# trapping Season



## 280IM (Mar 28, 2005)

Is anyone ready and waiting for the season to open? Will these gas prices 
change your plans? Just want to see what other people are thinking. 
280


----------



## take EM' close (Oct 21, 2004)

I'm ready to try to get me some ****....and maybe an occasion bobcat, coyote or fox! 

No need to worry for gad for me....I just cross the river behind my house and set some **** traps back there. But I will put some out of town because I'm going for 40 ***** this year.

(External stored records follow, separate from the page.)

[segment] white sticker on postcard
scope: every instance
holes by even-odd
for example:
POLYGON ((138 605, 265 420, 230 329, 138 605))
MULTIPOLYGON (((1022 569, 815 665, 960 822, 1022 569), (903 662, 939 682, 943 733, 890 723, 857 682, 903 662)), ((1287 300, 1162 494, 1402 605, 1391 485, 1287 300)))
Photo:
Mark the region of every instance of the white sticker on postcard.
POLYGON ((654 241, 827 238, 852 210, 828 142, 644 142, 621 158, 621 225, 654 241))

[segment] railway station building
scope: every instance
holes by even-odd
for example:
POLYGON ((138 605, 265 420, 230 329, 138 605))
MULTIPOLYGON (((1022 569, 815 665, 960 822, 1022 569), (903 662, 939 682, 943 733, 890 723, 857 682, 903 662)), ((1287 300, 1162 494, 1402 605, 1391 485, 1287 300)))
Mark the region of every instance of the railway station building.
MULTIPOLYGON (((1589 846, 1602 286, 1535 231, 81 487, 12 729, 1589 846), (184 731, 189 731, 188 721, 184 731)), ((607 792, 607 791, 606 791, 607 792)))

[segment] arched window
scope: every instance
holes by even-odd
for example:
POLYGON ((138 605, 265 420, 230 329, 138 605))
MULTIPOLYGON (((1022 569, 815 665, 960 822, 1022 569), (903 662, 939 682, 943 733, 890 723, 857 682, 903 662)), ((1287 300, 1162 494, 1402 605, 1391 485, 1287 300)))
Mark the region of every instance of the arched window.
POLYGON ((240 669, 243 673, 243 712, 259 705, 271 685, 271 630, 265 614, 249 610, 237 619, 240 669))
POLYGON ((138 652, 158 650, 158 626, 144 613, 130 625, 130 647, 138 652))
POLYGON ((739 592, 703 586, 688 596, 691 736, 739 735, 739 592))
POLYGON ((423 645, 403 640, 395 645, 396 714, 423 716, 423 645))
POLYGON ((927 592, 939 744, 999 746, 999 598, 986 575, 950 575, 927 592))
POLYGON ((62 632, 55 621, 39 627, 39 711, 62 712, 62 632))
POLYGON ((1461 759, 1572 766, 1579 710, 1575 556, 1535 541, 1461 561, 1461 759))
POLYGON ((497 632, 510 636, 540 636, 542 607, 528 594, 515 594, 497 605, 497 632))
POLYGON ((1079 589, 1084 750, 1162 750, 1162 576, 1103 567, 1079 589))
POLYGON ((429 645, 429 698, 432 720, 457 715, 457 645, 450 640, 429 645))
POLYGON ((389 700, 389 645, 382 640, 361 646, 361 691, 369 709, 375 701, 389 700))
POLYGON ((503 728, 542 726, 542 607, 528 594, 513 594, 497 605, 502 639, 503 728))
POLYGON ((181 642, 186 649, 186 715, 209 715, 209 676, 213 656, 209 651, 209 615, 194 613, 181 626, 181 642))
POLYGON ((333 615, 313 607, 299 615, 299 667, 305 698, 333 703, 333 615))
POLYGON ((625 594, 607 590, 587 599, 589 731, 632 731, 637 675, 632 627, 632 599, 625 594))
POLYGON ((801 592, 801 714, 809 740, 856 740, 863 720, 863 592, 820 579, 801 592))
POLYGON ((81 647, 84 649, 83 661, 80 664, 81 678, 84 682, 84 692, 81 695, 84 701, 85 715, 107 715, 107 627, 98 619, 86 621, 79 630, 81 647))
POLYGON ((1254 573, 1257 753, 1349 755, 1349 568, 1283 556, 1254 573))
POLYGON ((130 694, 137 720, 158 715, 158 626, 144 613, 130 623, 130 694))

My dad on the other hand....he drives 5 hours about ever 3 days to check his traps so I'm sure he will be pissin and moanin.


----------



## Roughrider (Apr 12, 2005)

All dyed, waxed and ready to go. I won't be driving around as much thats for sure. Probably have to stick within 5 miles and concentrate my line more. I'll have alot more double, triple and quadruple sets. Good luck.


----------



## TRAPPER4582 (Aug 17, 2005)

I'm all ready to hit it hard. I'v gottan permission on to trap on some awsome coyote land and i'm pumped. The gas prices have me worried but I'm not going to slow down any. I'm going to gamble that the high gas prices will keep the fur harvest low which will hopefully raise some prices on fur. I have 300 + legholds to set and I'm going to set them. I love going full throttle. I think I would feel empty inside if I didnt. Trapping is something that burns deep inside of me. You guys that love to trap know exactly what I mean. I may lose my butt this year because of the gas prices, but I'm going to have fun doing it!!!

:rock: Good luck boys!!!!!!!!!!!!!!!!!!!!!!!!!!!


----------



## 280IM (Mar 28, 2005)

is anyone going to use the break away snares as Missouri now will let you use them above ground but you must go to a school first I would like to hear from anyone who has used them and how they got along 280


----------